Les émissions d’ammoniac provenant d’une agriculture de plus en plus intensive contribuent également à l’acidification des sols et de l’eau. La composition chimique d’une masse d’eau est en réalité le résultat d’une série d’interactions complexes entre les dépôts atmosphériques et la roche. Plus la couche de sol est grande et la présence de roches carbonatées est grande, plus la capacité du bassin versant à tamponner l’acidité des dépôts est grande.

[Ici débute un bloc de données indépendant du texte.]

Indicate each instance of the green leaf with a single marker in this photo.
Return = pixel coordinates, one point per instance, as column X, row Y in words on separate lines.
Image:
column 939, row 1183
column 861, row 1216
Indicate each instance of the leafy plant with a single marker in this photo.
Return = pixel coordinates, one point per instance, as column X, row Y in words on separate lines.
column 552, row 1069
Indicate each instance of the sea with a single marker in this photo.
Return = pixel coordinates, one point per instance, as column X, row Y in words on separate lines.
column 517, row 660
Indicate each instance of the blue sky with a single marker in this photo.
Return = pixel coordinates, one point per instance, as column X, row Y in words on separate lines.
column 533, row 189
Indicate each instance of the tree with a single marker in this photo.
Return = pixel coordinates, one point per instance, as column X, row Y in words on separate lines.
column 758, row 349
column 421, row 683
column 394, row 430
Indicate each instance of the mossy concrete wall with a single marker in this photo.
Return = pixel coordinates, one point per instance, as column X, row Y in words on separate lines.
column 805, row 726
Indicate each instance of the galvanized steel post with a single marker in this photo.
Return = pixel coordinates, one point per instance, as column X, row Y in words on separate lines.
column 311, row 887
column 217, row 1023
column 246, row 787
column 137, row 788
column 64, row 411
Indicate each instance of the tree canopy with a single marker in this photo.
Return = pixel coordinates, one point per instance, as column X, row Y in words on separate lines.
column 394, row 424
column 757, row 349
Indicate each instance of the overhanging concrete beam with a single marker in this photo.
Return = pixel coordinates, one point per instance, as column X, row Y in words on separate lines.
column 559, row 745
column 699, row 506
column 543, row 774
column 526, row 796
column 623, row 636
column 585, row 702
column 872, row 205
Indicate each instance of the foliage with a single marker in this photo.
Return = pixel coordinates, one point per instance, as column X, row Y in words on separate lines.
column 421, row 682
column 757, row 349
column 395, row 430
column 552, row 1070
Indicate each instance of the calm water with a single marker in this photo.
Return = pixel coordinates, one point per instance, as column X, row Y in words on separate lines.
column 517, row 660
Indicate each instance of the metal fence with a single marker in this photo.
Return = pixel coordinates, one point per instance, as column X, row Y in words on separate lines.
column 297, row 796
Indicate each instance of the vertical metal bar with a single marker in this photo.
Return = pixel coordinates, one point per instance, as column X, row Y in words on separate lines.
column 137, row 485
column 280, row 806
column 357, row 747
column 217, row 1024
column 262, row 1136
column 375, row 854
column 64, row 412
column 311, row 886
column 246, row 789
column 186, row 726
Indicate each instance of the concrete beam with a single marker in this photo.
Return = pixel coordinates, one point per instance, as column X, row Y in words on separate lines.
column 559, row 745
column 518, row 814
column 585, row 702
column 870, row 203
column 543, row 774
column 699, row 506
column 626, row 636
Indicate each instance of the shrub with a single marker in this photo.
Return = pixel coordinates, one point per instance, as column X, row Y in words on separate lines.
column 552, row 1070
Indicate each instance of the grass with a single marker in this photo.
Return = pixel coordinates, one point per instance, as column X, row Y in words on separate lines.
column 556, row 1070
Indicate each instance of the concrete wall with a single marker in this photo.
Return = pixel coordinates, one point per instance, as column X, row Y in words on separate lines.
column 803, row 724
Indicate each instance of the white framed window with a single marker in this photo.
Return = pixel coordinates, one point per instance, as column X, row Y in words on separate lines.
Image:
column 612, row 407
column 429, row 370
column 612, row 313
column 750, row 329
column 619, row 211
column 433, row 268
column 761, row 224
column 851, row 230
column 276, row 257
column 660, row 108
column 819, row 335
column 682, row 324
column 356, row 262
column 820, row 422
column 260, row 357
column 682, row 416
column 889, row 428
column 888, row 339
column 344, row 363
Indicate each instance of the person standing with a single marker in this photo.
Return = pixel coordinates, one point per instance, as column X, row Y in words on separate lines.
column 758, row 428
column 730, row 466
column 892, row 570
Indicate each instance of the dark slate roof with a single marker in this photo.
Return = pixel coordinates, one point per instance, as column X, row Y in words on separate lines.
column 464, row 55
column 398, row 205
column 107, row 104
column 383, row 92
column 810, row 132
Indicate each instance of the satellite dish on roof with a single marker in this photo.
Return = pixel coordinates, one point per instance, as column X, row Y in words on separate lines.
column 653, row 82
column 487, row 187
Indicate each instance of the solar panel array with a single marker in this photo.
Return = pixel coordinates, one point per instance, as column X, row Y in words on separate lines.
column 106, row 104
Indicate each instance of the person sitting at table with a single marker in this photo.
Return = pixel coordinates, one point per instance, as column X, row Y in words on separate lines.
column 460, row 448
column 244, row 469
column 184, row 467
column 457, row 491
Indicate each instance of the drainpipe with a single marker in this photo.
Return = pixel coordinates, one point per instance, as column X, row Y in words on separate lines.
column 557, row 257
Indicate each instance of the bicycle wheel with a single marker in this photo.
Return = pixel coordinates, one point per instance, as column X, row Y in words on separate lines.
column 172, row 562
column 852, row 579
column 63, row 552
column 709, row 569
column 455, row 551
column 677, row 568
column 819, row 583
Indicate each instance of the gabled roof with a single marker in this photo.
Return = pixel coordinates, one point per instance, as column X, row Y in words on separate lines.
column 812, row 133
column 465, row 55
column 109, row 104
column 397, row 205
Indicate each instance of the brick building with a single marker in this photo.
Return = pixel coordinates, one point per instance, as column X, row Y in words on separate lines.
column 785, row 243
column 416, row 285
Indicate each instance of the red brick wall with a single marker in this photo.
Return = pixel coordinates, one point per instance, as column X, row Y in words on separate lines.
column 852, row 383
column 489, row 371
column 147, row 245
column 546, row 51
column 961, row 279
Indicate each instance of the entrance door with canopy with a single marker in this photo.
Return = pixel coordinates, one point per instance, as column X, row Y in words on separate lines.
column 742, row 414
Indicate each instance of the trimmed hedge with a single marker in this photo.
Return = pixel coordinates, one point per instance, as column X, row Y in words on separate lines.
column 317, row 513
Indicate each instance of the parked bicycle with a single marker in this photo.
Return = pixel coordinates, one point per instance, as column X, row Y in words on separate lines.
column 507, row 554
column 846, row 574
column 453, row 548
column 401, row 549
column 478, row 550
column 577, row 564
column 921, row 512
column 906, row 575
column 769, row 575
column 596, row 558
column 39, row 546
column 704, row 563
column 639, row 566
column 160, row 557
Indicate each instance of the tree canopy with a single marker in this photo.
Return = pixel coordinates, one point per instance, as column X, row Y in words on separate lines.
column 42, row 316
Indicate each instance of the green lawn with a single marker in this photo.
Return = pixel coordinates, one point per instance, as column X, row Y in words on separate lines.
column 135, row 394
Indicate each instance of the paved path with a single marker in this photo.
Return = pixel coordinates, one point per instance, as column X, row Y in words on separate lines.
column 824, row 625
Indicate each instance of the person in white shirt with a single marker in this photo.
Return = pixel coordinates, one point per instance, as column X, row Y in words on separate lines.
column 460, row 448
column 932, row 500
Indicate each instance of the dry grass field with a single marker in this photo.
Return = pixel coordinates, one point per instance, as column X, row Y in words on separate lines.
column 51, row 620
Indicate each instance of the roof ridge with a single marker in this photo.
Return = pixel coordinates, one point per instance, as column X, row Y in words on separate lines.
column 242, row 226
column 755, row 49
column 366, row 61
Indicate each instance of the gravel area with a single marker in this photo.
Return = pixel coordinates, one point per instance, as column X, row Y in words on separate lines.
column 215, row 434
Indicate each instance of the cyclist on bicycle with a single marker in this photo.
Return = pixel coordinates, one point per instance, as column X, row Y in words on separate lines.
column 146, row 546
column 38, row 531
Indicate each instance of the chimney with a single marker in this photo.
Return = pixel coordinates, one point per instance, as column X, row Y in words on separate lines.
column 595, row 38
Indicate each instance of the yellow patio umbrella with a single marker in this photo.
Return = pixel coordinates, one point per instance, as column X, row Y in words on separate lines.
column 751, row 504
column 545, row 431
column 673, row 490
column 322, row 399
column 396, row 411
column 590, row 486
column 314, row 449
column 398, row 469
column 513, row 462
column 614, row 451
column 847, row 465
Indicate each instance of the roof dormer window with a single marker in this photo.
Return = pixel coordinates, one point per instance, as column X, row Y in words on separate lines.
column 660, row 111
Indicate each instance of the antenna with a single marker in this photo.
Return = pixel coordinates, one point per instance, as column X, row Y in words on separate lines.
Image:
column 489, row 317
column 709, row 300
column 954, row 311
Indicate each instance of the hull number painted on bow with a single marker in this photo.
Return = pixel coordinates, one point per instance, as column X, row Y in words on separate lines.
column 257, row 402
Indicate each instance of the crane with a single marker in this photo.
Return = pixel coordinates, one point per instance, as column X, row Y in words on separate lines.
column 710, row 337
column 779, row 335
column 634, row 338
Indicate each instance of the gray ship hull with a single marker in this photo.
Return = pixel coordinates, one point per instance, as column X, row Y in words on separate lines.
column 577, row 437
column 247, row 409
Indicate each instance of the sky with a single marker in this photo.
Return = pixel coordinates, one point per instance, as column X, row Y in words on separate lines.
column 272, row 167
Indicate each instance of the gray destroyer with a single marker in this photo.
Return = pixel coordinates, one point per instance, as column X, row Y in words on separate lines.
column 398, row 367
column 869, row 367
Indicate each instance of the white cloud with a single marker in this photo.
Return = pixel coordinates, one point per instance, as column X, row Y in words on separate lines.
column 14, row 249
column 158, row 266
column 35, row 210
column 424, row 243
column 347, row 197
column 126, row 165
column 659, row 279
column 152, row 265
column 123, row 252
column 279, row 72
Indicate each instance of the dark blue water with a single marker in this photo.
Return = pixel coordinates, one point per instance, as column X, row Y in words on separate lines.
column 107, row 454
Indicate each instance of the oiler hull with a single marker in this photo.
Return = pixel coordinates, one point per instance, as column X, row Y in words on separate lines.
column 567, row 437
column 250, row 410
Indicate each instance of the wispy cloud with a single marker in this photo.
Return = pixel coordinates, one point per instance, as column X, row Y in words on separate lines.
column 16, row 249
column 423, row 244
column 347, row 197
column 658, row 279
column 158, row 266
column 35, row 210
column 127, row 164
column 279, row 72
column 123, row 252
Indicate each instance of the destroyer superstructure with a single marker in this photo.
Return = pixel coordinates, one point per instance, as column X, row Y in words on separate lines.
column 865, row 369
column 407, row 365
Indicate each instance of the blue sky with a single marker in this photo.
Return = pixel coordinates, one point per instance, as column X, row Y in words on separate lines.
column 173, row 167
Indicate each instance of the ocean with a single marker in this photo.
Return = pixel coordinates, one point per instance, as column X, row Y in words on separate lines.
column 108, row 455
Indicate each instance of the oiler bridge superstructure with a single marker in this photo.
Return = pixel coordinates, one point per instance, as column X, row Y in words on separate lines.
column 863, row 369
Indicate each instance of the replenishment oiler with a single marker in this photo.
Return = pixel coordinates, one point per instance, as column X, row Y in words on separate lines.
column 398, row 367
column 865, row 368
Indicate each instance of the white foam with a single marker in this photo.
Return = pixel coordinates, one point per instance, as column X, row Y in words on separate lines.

Beaucoup de nos lacs alpins, entourés de roches cristallines (granite, gneiss), ont une très faible capacité à neutraliser l’acidité des précipitations et sont donc considérés comme sensibles à l’acidification. Il est également important de souligner que même la pluie non contaminée est acide. En fait, l’eau distillée en équilibre avec les concentrations de dioxyde de carbone dans l’atmosphère aurait un pH de 5,65. Ainsi, si un lac alpin est entouré uniquement de roches cristallines sans sol (typique des lacs de très haute altitude), le pH naturel du lac ne peut pas être beaucoup plus élevé.

Plus récemment, le changement climatique a également joué un rôle crucial en modifiant l’écosystème lacustre. En particulier, la fonte progressive des glaciers rocheux et des neiges éternelles expose les nouvelles surfaces rocheuses aux éléments contenant des minéraux dégradables qui peuvent s’infiltrer dans les eaux de surface.

L’augmentation de la température entraîne également une modification de la couverture terrestre, provoquant la migration de nombreuses espèces végétales vers des altitudes plus élevées.

Enfin, la saison de croissance s’allonge en raison d’hivers de plus en plus courts et plus doux. Ces facteurs pourraient conduire à une augmentation de la proportion d’azote retenu dans les bassins versants et ainsi à une diminution des concentrations d’azote dans les eaux de surface. Dans le cas contraire, les modèles climatiques prédisent à l’avenir des précipitations moins fréquentes mais plus intenses, ce qui pourrait avoir exactement l’effet inverse, à savoir une réduction de la quantité d’azote retenue dans le sol et donc une augmentation des concentrations d’azote dans les eaux de surface.